Getting to Know Neuromarketing: fEMG
Picture this: you’re at a party and things are going well, except that the food is terrible. The host comes up to you and asks whether you’re enjoying everything. They look nervous. You suppress your disgust as you take another bite of food. “It’s great!” you insist.
Neuromarketers are the host in this situation. People are hesitant to be impolite, even if asked for their honest opinion. They suppress their emotions. This makes techniques such as facial coding tricky, because a camera cannot always pick up the more subtle emotions that are at play. This leads to fewer useful insights.
How do we fix this?
Enter facial electromyography (fEMG). This technology is based on the fact that the use of electricity is the brain’s way of signaling muscles to move. Electrodes placed over a muscle are able to pick up not only whether the brain wants the muscle to move, but by how much. This applies to facial muscles as well.
fEMG can detect when specific muscle groups of the face are activated, and by how much. This is then translated into a specific facial expression; the physical manifestation of the emotion being experienced. For example, if we detect that the zygomaticus major muscle contracted, we know that you were smiling and, therefore, probably enjoyed whatever you just saw.
What are the pros and cons?
Using fEMG has several benefits, the main one being sensitivity. This technology is so sensitive that it can detect the very slight signals of a suppressed emotion that the human eye or even a camera would miss. You hate the food you’re eating, but try to hide it. However, your brain has still sent a weak signal to the corrugator supercilii, indicating that you actually hid a frown. fEMG picks that up and lets the researcher know that this food should maybe be sent back to the kitchen to undergo more optimization.
fEMG is also ideal as more and more neuromarketers use VR headsets in their research. The headsets make it tricky to track emotions using a traditional camera and facial coding, given that half the face is obscured by the VR headset. However, fEMG electrodes can fit nicely underneath the headset.

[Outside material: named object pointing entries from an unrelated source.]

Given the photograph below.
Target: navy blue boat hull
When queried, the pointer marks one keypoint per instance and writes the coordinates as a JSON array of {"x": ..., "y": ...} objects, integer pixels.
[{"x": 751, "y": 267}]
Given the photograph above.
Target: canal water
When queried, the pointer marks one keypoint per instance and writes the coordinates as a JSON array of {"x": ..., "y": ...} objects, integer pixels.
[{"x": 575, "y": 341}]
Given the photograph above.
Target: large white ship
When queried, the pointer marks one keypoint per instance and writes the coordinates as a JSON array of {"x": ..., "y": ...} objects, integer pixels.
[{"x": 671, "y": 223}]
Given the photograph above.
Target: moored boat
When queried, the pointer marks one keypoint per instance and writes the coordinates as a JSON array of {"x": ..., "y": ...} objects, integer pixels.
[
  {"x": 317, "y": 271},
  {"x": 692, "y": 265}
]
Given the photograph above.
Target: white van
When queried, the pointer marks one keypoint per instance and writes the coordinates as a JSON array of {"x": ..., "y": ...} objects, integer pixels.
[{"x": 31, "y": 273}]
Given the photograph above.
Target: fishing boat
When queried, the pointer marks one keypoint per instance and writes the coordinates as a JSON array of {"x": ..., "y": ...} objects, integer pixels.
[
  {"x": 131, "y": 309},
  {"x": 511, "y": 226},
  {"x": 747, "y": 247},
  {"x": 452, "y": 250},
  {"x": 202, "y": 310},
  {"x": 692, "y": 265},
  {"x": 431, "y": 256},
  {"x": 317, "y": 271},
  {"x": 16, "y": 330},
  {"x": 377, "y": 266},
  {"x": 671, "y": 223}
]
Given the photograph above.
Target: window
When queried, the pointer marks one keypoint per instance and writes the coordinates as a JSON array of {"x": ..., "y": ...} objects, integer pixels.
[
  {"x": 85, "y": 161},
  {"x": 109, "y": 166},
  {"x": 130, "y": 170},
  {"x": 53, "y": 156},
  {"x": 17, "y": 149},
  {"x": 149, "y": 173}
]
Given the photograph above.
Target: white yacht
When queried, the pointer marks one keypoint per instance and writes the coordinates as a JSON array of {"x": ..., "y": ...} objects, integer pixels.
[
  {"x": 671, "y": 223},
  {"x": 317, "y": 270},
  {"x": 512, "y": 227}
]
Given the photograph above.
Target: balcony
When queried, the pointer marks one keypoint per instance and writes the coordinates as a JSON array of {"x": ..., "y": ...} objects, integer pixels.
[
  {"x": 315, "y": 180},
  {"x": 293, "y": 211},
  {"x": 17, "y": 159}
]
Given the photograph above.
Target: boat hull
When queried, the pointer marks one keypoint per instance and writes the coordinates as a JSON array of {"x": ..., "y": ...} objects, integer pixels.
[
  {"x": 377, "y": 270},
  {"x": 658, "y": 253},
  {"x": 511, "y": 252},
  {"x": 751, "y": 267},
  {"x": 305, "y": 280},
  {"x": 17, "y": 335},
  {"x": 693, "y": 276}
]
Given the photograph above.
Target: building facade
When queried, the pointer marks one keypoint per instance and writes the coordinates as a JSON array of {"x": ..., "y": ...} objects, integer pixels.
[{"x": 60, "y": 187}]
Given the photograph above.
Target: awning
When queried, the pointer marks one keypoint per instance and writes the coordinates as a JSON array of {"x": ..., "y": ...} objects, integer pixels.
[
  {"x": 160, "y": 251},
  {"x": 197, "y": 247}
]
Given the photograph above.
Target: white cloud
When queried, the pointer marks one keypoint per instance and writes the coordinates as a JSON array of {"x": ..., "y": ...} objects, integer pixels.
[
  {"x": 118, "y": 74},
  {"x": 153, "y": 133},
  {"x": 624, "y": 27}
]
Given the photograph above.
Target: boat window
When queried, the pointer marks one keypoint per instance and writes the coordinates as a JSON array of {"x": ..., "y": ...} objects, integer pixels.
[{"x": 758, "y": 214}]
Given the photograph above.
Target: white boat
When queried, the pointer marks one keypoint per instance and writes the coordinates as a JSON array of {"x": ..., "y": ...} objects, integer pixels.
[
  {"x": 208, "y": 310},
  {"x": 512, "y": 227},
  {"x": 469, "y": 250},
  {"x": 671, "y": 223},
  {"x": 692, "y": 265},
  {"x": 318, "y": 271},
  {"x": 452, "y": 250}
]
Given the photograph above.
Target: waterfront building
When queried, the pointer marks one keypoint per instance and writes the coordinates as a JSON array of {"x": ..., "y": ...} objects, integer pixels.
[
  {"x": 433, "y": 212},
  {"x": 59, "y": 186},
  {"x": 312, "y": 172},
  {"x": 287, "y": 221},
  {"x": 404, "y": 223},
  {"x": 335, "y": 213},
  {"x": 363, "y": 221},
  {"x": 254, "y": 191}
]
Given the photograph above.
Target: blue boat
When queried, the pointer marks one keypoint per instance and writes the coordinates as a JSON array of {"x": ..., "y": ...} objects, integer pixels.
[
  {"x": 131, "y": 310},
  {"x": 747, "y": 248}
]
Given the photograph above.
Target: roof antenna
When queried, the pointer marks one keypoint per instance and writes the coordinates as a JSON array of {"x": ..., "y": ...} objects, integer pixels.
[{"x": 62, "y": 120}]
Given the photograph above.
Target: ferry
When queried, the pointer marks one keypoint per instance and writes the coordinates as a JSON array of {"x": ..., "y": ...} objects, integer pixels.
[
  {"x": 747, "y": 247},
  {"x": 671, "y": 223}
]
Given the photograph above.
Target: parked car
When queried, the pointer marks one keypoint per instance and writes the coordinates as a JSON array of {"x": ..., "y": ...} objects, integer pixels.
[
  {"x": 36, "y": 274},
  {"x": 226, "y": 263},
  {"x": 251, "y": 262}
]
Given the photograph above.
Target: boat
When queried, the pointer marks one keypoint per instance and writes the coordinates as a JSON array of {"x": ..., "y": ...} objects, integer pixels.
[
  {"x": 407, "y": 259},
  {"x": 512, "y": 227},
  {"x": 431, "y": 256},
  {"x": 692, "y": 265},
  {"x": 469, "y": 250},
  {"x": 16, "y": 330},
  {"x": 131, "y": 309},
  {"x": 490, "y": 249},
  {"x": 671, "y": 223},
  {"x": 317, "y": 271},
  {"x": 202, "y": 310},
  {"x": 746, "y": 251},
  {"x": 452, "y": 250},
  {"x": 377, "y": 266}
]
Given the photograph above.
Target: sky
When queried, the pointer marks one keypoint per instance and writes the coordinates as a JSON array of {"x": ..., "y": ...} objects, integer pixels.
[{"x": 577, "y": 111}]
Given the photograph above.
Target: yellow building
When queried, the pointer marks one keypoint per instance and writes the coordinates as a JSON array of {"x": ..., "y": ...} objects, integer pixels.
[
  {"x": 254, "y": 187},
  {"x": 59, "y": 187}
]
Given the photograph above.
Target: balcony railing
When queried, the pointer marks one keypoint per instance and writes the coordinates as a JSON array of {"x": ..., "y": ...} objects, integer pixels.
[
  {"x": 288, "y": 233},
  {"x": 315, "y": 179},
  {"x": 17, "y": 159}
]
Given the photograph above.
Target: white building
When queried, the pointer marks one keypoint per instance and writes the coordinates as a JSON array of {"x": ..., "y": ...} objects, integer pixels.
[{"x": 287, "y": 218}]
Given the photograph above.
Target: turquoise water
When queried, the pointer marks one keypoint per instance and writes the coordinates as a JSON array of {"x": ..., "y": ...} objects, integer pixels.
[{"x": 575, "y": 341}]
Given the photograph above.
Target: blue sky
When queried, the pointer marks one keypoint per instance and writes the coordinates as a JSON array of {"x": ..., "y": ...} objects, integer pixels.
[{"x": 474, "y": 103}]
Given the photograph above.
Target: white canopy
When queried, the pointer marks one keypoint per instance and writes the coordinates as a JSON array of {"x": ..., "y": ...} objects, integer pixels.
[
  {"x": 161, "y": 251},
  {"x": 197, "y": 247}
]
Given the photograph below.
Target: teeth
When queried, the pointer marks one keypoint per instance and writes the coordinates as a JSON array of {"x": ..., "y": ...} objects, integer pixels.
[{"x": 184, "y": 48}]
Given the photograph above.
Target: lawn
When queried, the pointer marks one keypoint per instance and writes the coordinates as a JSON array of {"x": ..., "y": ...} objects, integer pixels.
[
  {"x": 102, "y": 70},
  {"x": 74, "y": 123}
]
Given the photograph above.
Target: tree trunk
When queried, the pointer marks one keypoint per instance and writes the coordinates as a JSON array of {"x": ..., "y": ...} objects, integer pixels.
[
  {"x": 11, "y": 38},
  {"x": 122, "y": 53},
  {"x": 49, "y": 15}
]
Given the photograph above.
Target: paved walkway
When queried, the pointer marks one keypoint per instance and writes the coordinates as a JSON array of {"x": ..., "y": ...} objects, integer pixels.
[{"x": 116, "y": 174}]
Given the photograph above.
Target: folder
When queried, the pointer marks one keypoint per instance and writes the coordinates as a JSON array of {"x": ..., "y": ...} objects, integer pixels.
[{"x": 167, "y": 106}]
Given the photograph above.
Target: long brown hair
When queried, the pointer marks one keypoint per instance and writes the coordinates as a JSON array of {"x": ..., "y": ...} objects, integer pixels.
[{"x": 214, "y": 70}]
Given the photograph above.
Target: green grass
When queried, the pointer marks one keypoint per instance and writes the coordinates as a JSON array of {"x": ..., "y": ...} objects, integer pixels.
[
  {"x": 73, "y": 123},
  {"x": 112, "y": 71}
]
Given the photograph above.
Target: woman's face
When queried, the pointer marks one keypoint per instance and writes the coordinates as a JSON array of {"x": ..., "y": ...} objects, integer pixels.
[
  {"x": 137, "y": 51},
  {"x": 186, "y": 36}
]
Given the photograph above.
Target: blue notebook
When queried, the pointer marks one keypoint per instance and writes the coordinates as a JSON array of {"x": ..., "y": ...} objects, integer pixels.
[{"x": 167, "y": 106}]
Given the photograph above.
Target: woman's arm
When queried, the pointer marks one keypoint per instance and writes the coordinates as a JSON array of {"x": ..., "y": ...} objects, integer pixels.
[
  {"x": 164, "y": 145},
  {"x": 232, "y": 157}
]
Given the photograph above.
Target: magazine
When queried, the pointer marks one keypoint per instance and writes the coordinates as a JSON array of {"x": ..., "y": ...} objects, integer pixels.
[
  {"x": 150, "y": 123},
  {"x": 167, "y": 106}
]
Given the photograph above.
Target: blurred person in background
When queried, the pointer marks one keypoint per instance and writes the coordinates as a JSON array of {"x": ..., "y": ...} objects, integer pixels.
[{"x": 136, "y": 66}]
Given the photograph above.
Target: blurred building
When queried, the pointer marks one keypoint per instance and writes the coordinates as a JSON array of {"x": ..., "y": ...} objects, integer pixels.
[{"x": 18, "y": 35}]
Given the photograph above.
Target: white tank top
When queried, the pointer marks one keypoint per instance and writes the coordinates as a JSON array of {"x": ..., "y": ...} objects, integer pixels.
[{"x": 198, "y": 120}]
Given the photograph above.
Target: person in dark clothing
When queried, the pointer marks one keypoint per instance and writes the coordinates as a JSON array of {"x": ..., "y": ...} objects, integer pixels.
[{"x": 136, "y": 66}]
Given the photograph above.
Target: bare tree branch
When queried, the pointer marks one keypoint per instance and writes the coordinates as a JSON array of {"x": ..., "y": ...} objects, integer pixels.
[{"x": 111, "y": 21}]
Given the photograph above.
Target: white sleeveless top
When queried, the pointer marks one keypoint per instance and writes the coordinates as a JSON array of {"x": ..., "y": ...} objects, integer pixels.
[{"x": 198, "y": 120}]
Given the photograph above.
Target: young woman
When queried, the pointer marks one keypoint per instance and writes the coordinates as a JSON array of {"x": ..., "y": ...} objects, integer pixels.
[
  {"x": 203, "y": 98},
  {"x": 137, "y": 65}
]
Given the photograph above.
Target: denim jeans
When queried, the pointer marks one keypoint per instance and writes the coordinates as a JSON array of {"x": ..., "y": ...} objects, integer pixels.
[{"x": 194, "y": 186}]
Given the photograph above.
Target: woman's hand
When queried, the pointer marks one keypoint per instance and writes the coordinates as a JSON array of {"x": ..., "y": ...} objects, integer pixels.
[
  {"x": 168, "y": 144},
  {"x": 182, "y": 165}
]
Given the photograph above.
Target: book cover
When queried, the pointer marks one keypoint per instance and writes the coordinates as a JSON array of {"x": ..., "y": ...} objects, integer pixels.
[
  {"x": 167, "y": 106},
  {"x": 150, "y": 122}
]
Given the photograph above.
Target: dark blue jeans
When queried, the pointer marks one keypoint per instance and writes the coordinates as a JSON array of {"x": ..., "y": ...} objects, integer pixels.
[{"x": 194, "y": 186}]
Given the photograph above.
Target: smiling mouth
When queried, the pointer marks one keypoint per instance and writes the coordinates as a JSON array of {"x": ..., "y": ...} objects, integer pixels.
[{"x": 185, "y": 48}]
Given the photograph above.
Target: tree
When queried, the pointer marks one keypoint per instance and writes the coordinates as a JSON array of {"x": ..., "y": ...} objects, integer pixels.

The only downside to fEMG is that there is a limit to the number of muscles that can be recorded. Too many electrodes on the face make the participant uncomfortable, and can limit their facial movements. Usually only two or three muscles can be tracked at once, so the nuance of some facial expressions is lost.
Give me an example
An interesting study from the University of Vienna used fEMG to test the emotional responses of participants when exposed to ambiguous and non-ambiguous versions of famous artwork – ie. Artwork where you can’t tell what is happening and artwork where you can. They recorded whether participants showed more positive or negative facial expressions when viewing these different types of art. They found that, unlike in real life, where ambiguity is generally met with frustration, people tend to be more positive when they encounter visual stimuli that they don’t understand in the context of art. A fascinating combination of neuroscience and art!